E-Learning & Technology

Socrates, Tell Me How Generative AI Can Help Us Improve Learning

By Vjekoslave Hlede, PhD, Column Editor and Author
Modernist interpretation of Socrates, DALL·E, OpenAI. (2024). [https://chat.openai.com
Modernist interpretation of Socrates, DALL·E, OpenAI. (2024). [https://chat.openai.com]

At the recent CMEpalooza Fall 2023 Conference, Andy Crim and Brian McGowan presented the Top 10 Best Practices in GenAI Prompt Engineering. This handy guide helps us better chat with AI and generate responses that can improve our learning and understanding. You can download the guide here.

AI is an important new tool in our toolset. As with many information technologies, the utilization of AI is associated with socio-cultural change. It changes how we, as individuals and as a society, work, collaborate, and learn. To put that in perspective, let us reflect on Socrates’s example and how he would use AI.

Resisting technology. Socrates, one of the best-known ancient philosophers, was a vivid critic of the most revolutionary information technology of that time – writing. In 5 BC, he presented many disadvantages of writing. The use of text can erode understanding and minimize our capacity to memorize. Text can help us look wise but not be wise – as it provides easy access to data but with no understanding. Ultimately, Socrates argued that written text is not a good tool for questioning or dialog needed for learning and creating knowledge.

Known because of technology. Socrates did not document his teachings. Nowadays, we know about Socratic dialogue, the Socratic method, Socrates, and his teaching because many of his students (Plato and Xenophon, for example) documented them. Fortunately, they did not follow all of Socrates’ teachings.

Evolution of text. In Socrates’s time, text was quite a time-consuming and static tool. You write it and after that, it is hard to change it or share it. So, the argument that oral dialog is better than text was compelling. However, in the last 25 centuries, text and technologies we use to handle text underwent transformative changes. With the technologies we have avaliable, we were able to transform text into a tool for dialogue and continuous knowledge creation. Whether talking about discussion boards, text messaging, scientific journals, articles like this one, or chats with AI tools, we use text to create dialogue (direct or indirect) and build a network of connections.

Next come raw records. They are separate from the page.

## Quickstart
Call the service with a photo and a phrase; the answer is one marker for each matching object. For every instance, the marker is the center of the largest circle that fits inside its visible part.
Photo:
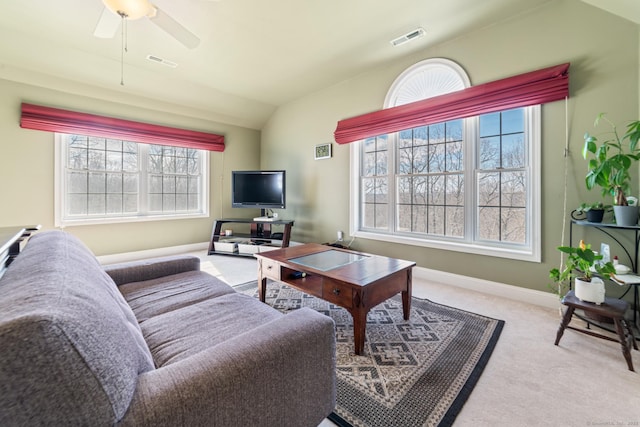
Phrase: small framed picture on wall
(323, 151)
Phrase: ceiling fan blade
(174, 28)
(107, 24)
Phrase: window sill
(127, 219)
(493, 251)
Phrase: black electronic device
(258, 189)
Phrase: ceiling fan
(116, 11)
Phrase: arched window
(469, 185)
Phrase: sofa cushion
(203, 325)
(153, 297)
(68, 338)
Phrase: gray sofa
(153, 343)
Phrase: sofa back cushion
(72, 349)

Full circle -back to the dialogue. The interactive and communicative nature of the modern text can address many challenges Socrates assigned to text. Therefore, if Socrates is asked how generative artificial intelligence can help us improve learning and understanding, I believe he would encourage us to utilize the dialogical nature of AI chatbots – curiously and cautiously. Socrates’s teaching says we should focus on human reasoning, introspection, and critical thinking. Dialogues with AI tools can help us, the people, improve our learning and understanding and help us connect with a broader knowledge network. Yet, we are responsible for owning that process, asking good questions, and learning.

It is all about questioning and dialogue, Socrates said.